27/09/2012
Tchad: Le Journal des journaux, en soutien à Jean-Claude Nekim, saisi sur ordre du procureur de la République !
Tchad: Le Journal des journaux, en soutien à Jean-Claude Nekim, saisi sur ordre du procureur de la République !
Par Freddy Mulongo, jeudi 27 septembre 2012

L'enseigne du journal à Ndjamena
Cette édition spéciale avait été préparée par l'ensemble de la presse tchadienne indépendante et d'opposition, avec le soutien d'associations locales de défense des journalistes et la participation de Reporters sans frontières. Par cette initiative, ces titres de presse, qui ont suspendu pour une semaine leurs publications, visaient à protester contre les pressions politiques et judiciaires que subit Jean-Claude Nekim.
Pour contourner cette censure, Reporters sans frontières propose de télécharger en version PDF le Journal des journaux, intitulé "C'en est assez !" : http://fr.rsf.org/tchad-jean-claude-nekim-condamne-a-un-an-18-09-2012,43405.html
Le 18 septembre, Jean-Claude Nekim a été condamné à un an de prison avec sursis et un million de francs CFA (1 500 euros) d'amende pour "diffamation". Son journal, N'Djaména Bi-hebdo, le plus ancien titre de presse d'opposition, a été suspendu pour trois mois. Le journaliste est également poursuivi pour "outrage à magistrat", après la publication, en une de N'Djaména Bi-hebdo, d'une caricature de son procès.

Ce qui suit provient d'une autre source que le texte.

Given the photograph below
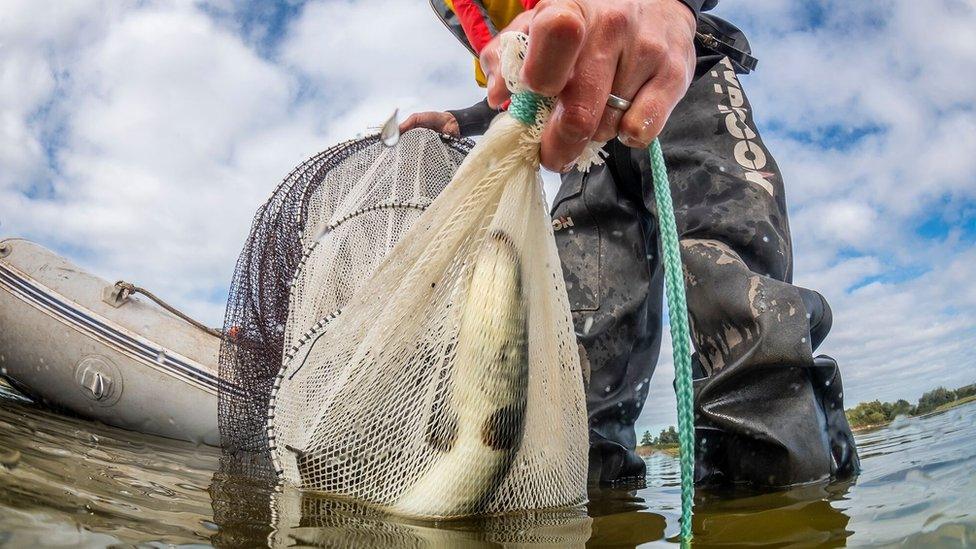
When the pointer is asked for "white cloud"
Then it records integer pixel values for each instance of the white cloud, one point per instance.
(139, 138)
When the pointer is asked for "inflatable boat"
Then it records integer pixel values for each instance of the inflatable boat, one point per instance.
(80, 343)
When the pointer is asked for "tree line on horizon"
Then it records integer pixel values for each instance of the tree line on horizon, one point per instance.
(863, 415)
(878, 413)
(667, 437)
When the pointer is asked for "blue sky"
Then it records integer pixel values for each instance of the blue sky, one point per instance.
(138, 138)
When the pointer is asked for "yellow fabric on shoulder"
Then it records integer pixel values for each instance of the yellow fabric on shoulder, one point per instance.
(501, 13)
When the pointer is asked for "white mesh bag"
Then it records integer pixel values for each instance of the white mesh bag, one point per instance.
(450, 384)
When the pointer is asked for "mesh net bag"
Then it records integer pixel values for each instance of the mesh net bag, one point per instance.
(361, 191)
(450, 384)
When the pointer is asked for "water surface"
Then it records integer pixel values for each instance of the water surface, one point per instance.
(70, 482)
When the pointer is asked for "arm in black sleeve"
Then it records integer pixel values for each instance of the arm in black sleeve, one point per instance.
(475, 119)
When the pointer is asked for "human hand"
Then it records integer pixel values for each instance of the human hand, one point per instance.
(581, 51)
(441, 122)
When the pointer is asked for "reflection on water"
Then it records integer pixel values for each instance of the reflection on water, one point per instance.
(69, 482)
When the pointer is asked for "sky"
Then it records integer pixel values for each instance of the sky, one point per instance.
(138, 138)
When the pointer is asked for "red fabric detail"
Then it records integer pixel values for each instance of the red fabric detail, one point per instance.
(474, 23)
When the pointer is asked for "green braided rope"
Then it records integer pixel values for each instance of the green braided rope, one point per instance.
(525, 105)
(523, 108)
(674, 286)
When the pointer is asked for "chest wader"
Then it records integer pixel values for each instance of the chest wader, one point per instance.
(767, 412)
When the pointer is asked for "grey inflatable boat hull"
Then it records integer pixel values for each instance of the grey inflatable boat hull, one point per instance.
(126, 363)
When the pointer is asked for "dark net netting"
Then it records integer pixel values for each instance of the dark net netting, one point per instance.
(294, 271)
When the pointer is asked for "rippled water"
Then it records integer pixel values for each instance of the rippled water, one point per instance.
(69, 482)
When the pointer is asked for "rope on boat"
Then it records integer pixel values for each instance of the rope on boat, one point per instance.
(128, 289)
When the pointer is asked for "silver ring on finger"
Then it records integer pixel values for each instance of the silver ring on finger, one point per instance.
(618, 103)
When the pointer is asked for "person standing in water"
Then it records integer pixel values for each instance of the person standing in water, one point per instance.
(767, 411)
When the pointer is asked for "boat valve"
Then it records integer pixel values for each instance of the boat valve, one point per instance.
(98, 385)
(99, 380)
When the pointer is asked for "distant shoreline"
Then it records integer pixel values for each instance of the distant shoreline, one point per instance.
(645, 450)
(943, 408)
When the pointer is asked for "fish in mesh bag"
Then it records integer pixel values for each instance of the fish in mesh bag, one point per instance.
(450, 383)
(359, 196)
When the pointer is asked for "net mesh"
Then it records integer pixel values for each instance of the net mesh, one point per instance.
(450, 384)
(360, 191)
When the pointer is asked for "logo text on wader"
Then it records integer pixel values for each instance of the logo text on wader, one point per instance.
(562, 222)
(747, 152)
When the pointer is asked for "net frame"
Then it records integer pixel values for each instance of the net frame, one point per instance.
(281, 237)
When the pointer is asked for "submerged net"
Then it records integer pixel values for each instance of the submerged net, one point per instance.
(358, 196)
(450, 383)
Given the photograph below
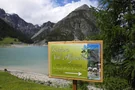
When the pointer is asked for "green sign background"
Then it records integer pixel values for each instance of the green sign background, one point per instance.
(66, 61)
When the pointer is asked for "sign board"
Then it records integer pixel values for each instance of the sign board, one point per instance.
(76, 60)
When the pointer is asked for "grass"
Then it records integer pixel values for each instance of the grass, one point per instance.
(9, 40)
(9, 82)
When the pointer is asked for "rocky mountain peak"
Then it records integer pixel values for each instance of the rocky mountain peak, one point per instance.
(77, 25)
(18, 23)
(83, 7)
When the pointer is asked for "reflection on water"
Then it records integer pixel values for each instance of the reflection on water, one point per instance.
(33, 59)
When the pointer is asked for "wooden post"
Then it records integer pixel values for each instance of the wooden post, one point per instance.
(74, 84)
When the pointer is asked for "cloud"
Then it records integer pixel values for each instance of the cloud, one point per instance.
(40, 11)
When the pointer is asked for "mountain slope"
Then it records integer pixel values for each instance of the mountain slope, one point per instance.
(19, 24)
(43, 32)
(78, 25)
(8, 31)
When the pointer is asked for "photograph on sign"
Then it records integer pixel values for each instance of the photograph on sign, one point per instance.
(76, 60)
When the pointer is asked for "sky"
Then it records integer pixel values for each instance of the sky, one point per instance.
(41, 11)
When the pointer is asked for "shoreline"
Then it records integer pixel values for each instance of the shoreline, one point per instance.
(20, 45)
(39, 78)
(44, 79)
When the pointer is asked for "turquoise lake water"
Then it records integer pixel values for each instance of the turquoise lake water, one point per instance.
(32, 59)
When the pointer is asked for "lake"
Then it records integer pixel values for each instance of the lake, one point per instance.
(32, 59)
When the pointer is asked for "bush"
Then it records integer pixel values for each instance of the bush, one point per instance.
(114, 83)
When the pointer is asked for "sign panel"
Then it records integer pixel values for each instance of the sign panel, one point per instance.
(76, 60)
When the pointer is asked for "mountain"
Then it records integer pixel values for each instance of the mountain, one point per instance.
(43, 32)
(19, 24)
(78, 25)
(8, 31)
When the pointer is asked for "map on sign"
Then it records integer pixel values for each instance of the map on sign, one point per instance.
(78, 60)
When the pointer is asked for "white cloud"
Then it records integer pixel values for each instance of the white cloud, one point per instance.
(40, 11)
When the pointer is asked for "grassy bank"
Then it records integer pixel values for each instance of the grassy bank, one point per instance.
(9, 82)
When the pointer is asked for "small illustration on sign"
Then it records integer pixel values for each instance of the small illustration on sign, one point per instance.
(76, 60)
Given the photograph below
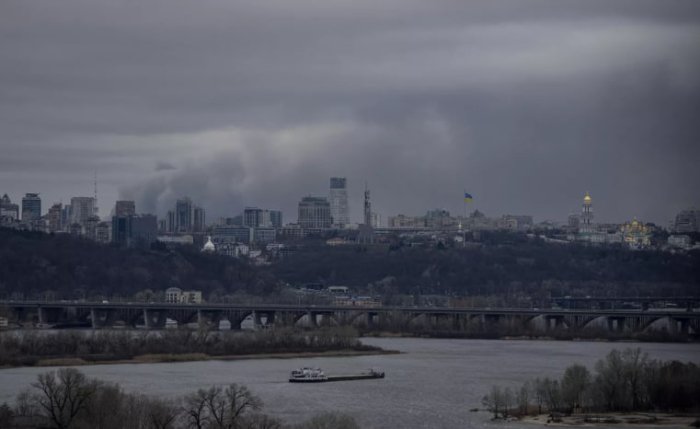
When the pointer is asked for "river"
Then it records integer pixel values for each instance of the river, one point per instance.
(432, 384)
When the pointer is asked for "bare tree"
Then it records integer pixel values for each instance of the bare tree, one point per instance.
(494, 401)
(523, 398)
(240, 400)
(162, 414)
(197, 407)
(63, 395)
(574, 383)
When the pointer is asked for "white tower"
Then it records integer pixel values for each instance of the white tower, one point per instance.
(586, 224)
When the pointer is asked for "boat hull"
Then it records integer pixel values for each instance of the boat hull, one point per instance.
(338, 378)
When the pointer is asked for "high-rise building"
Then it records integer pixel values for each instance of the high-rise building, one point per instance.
(199, 224)
(368, 208)
(687, 221)
(252, 217)
(276, 218)
(125, 208)
(31, 207)
(90, 228)
(81, 208)
(172, 223)
(586, 223)
(255, 217)
(183, 215)
(102, 232)
(55, 218)
(8, 210)
(314, 213)
(134, 230)
(338, 198)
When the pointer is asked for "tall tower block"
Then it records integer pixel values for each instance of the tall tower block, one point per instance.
(586, 224)
(338, 199)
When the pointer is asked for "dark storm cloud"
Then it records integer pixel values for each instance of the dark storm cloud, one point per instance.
(163, 166)
(527, 104)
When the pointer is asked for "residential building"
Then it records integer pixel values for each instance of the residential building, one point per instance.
(8, 210)
(687, 221)
(338, 198)
(439, 219)
(55, 218)
(172, 222)
(401, 221)
(81, 208)
(264, 235)
(102, 233)
(680, 240)
(134, 230)
(253, 217)
(232, 234)
(636, 234)
(176, 295)
(199, 224)
(276, 218)
(31, 207)
(314, 213)
(586, 221)
(183, 215)
(125, 208)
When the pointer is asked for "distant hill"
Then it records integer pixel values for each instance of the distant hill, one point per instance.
(508, 266)
(68, 267)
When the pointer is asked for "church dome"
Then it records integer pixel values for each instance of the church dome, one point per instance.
(209, 246)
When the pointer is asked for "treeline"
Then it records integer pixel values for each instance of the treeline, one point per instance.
(624, 381)
(35, 265)
(513, 268)
(67, 399)
(521, 268)
(29, 348)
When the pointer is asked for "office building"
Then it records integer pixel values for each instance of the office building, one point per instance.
(183, 215)
(253, 217)
(687, 221)
(8, 210)
(231, 234)
(31, 207)
(134, 230)
(171, 222)
(102, 233)
(338, 199)
(275, 218)
(586, 221)
(125, 208)
(81, 208)
(314, 213)
(199, 222)
(55, 218)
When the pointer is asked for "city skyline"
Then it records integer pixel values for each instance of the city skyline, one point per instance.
(525, 104)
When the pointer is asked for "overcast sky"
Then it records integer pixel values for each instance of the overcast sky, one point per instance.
(525, 104)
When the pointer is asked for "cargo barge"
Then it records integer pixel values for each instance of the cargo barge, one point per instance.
(316, 375)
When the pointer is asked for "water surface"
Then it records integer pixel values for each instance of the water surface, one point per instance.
(432, 384)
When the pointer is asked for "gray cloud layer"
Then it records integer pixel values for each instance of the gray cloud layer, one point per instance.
(526, 104)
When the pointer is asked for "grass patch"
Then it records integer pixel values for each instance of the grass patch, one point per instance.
(170, 357)
(61, 362)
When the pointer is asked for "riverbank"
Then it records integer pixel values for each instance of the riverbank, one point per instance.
(195, 357)
(562, 336)
(636, 420)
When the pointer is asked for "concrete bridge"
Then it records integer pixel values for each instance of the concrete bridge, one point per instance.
(208, 316)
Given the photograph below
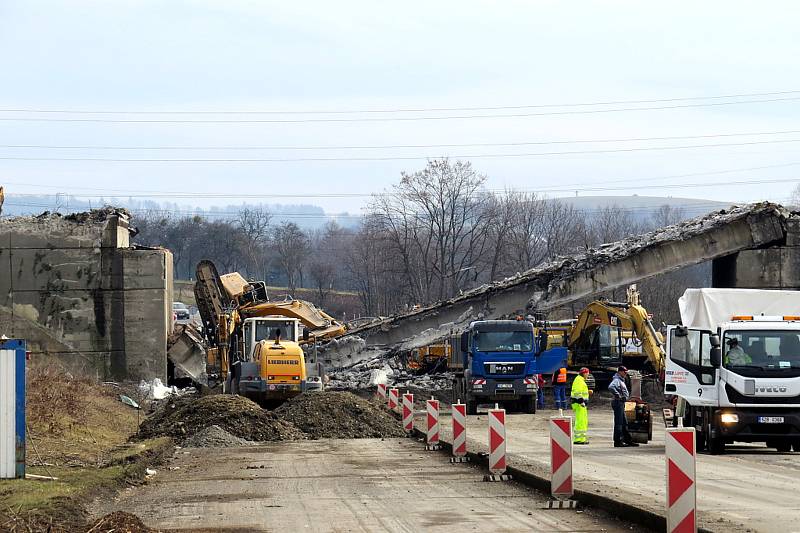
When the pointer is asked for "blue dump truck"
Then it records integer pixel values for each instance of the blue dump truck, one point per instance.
(496, 361)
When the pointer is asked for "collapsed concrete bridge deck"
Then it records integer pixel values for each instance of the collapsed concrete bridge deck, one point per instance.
(753, 245)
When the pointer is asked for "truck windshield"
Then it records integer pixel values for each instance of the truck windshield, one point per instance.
(503, 341)
(755, 353)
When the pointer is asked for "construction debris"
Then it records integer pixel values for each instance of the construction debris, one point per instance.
(119, 522)
(567, 279)
(186, 416)
(338, 415)
(215, 437)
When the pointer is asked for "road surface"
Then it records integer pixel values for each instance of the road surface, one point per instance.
(338, 485)
(749, 488)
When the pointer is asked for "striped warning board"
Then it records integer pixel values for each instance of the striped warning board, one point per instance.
(681, 453)
(561, 457)
(408, 412)
(394, 397)
(433, 424)
(459, 414)
(497, 445)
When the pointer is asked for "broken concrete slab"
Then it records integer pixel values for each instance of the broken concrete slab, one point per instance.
(567, 279)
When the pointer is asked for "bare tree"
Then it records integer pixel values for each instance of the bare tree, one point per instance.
(254, 225)
(292, 247)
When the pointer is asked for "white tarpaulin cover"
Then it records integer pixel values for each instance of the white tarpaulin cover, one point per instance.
(707, 308)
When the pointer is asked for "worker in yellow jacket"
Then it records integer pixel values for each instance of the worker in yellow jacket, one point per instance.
(579, 396)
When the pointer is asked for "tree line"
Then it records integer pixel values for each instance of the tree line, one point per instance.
(435, 233)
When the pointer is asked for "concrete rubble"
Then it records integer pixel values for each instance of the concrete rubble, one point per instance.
(570, 278)
(77, 289)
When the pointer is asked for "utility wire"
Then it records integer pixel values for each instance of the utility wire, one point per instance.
(134, 193)
(392, 110)
(391, 119)
(396, 146)
(392, 158)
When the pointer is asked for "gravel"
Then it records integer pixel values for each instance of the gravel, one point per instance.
(339, 415)
(187, 416)
(215, 437)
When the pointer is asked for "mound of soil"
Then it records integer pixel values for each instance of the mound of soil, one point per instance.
(187, 416)
(338, 415)
(215, 437)
(119, 522)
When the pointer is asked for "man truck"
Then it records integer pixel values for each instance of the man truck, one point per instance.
(496, 361)
(734, 364)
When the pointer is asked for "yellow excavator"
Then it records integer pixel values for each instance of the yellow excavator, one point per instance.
(608, 334)
(255, 345)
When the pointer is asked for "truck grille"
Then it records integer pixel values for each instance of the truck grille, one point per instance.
(503, 368)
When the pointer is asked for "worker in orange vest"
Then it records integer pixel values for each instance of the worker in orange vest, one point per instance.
(560, 388)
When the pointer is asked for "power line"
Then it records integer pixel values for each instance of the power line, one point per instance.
(397, 146)
(390, 119)
(392, 110)
(138, 193)
(391, 158)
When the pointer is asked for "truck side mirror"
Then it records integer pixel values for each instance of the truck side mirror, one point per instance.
(716, 356)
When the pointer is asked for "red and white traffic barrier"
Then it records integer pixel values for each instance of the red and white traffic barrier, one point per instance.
(681, 453)
(408, 412)
(459, 415)
(497, 446)
(561, 488)
(432, 437)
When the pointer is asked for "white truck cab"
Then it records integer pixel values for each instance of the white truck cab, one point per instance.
(735, 368)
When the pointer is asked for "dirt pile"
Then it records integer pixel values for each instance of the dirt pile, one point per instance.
(338, 415)
(187, 416)
(215, 437)
(119, 522)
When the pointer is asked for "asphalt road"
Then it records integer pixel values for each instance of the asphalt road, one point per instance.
(338, 485)
(749, 488)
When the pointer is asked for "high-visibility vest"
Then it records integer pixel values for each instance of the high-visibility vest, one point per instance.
(579, 388)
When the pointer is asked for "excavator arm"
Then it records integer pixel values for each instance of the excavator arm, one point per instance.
(628, 315)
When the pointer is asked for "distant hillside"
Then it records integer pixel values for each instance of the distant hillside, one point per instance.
(304, 215)
(645, 206)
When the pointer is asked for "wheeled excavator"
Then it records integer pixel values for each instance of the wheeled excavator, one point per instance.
(256, 346)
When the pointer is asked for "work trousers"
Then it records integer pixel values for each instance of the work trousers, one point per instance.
(621, 433)
(560, 395)
(580, 426)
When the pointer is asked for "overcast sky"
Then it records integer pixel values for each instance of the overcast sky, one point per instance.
(343, 56)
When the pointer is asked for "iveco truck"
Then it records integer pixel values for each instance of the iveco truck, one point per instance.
(734, 365)
(496, 361)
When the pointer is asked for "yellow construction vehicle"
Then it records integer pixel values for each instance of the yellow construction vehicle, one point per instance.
(606, 335)
(238, 315)
(429, 359)
(609, 334)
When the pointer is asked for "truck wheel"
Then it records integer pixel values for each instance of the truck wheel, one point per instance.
(783, 446)
(716, 446)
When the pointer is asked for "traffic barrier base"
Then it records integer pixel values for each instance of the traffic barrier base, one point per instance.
(497, 477)
(560, 504)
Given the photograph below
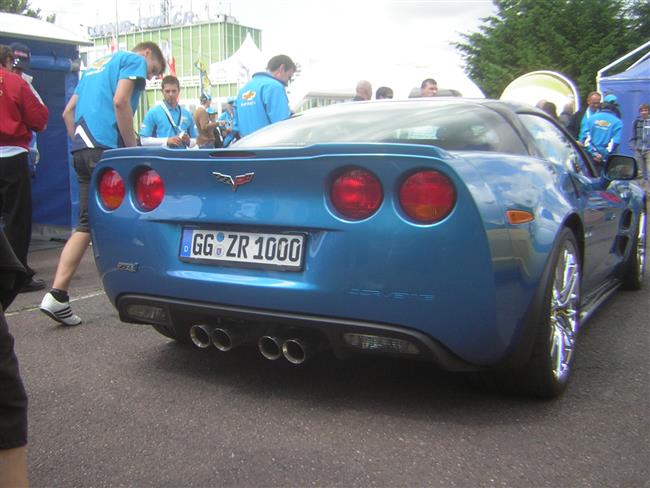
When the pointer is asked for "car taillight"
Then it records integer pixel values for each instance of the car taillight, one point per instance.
(149, 190)
(356, 194)
(427, 196)
(111, 189)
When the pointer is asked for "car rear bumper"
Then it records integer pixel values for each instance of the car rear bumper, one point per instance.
(330, 332)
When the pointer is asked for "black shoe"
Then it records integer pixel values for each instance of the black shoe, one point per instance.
(32, 285)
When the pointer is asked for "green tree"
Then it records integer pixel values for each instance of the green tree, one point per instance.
(573, 37)
(23, 7)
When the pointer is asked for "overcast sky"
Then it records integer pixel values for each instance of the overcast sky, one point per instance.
(344, 39)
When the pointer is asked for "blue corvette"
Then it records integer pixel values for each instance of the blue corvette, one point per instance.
(471, 233)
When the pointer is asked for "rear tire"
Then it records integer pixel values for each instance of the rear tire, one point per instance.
(549, 368)
(547, 371)
(635, 263)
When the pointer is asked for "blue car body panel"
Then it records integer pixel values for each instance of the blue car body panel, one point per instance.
(467, 282)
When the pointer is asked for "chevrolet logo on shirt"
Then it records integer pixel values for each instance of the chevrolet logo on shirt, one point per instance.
(249, 95)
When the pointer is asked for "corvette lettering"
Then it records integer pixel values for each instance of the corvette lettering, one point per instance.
(234, 182)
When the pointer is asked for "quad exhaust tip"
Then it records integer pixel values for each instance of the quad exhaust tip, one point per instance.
(294, 351)
(223, 340)
(201, 335)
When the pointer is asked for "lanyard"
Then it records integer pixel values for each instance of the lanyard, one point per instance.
(175, 126)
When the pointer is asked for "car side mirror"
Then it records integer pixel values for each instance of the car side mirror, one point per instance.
(619, 167)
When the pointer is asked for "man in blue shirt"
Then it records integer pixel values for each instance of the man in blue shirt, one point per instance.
(226, 122)
(263, 100)
(99, 116)
(582, 117)
(604, 131)
(167, 123)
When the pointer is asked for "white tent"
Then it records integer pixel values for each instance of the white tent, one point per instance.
(239, 67)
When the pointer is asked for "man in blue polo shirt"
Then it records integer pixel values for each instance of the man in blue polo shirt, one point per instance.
(167, 123)
(263, 100)
(99, 116)
(604, 131)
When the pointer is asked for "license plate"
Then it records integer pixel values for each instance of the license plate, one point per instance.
(280, 251)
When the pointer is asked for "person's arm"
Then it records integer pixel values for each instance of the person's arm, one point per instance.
(276, 103)
(69, 116)
(123, 111)
(34, 114)
(616, 136)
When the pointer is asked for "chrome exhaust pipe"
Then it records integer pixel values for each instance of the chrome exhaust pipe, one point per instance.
(201, 335)
(270, 347)
(225, 340)
(295, 350)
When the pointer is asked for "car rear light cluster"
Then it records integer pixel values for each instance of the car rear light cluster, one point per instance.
(149, 189)
(426, 196)
(356, 194)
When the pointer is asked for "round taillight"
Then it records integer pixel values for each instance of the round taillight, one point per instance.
(111, 189)
(356, 194)
(149, 190)
(427, 196)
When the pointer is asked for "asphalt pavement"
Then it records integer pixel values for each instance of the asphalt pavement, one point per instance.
(115, 404)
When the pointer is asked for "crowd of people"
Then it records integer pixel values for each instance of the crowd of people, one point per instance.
(598, 128)
(99, 116)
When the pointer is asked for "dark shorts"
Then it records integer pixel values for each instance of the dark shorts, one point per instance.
(84, 162)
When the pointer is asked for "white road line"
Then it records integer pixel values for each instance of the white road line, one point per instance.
(35, 307)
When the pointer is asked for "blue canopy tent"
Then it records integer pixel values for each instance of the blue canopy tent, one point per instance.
(55, 68)
(631, 87)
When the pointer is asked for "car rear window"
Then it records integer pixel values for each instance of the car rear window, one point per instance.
(451, 126)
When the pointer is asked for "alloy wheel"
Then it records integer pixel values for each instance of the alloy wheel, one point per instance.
(565, 301)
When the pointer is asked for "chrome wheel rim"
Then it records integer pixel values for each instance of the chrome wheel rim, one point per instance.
(565, 310)
(640, 245)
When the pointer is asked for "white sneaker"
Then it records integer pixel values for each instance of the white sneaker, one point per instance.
(59, 311)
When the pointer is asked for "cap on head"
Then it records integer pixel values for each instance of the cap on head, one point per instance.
(22, 55)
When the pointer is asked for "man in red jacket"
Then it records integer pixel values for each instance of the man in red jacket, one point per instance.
(22, 113)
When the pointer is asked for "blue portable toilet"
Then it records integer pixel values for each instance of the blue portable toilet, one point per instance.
(55, 67)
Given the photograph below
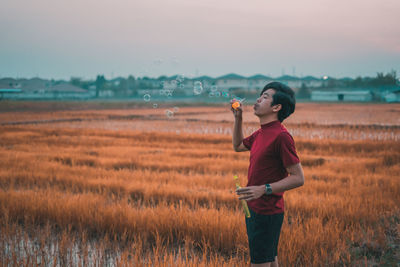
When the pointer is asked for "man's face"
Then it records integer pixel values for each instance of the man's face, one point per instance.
(263, 106)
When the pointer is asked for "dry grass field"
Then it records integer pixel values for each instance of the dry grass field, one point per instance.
(130, 186)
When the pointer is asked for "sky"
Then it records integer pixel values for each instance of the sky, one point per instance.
(83, 38)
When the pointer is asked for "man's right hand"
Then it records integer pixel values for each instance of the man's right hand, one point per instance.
(238, 111)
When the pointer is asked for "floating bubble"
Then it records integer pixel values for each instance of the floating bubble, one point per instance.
(180, 78)
(147, 97)
(158, 61)
(197, 88)
(169, 113)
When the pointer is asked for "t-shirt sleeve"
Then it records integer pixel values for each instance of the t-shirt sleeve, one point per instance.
(248, 141)
(287, 150)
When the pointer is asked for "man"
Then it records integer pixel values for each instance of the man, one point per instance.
(274, 168)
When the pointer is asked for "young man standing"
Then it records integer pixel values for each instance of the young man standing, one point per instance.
(274, 168)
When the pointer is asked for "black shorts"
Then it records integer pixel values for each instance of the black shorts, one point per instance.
(263, 233)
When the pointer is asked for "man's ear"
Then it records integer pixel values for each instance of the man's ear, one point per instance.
(277, 107)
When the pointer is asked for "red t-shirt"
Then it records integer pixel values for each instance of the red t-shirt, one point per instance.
(272, 149)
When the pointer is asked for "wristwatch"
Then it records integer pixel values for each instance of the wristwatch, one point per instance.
(268, 189)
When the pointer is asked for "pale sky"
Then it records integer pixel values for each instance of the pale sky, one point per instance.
(82, 38)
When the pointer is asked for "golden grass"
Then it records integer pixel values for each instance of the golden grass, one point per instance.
(130, 197)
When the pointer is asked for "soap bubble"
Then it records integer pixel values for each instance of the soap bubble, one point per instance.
(174, 83)
(147, 97)
(180, 78)
(169, 113)
(158, 61)
(197, 88)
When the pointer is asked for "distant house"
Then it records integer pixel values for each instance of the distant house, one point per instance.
(231, 81)
(257, 82)
(356, 96)
(291, 81)
(9, 92)
(393, 96)
(37, 88)
(311, 81)
(69, 91)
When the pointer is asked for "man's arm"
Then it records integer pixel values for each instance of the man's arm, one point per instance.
(237, 136)
(295, 179)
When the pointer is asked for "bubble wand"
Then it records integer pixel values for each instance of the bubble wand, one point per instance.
(244, 203)
(237, 103)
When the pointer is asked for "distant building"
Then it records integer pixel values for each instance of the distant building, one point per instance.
(231, 81)
(8, 92)
(356, 96)
(393, 96)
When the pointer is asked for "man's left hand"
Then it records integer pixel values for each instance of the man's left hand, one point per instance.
(250, 192)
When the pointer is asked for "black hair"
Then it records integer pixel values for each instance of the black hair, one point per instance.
(284, 95)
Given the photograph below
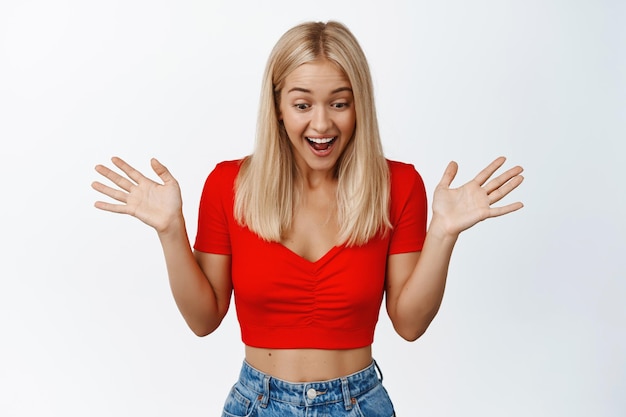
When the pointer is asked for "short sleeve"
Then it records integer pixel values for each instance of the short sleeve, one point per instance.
(215, 214)
(408, 209)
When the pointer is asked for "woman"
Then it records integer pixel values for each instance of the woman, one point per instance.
(310, 231)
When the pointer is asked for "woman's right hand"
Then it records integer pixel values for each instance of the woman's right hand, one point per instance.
(157, 205)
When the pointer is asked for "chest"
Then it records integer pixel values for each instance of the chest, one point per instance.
(314, 230)
(343, 282)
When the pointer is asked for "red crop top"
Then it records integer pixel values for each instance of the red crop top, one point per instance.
(285, 301)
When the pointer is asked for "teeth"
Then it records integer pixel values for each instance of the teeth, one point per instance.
(320, 140)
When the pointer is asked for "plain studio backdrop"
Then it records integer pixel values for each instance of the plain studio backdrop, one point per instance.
(534, 318)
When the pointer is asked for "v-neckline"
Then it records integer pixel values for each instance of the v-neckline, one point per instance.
(330, 252)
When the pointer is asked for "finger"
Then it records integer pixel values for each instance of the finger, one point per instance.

Plus d'informations sur l'affaire Jean-Claude Nekim:
A la suite du verdict prononcé par la justice à Ndjamena, dans l’affaire de la publication d’une brève sur la pétition contre le régime du président Déby par les syndicalistes de l’UST, l'organisation de défense des journalistes Reporters sans frontières a condamné la suspension pour trois mois du plus ancien journal d'opposition, N'Djaména bi-hebdo. Elle s’est déclarée «consternée» par la décision de justice contre son directeur.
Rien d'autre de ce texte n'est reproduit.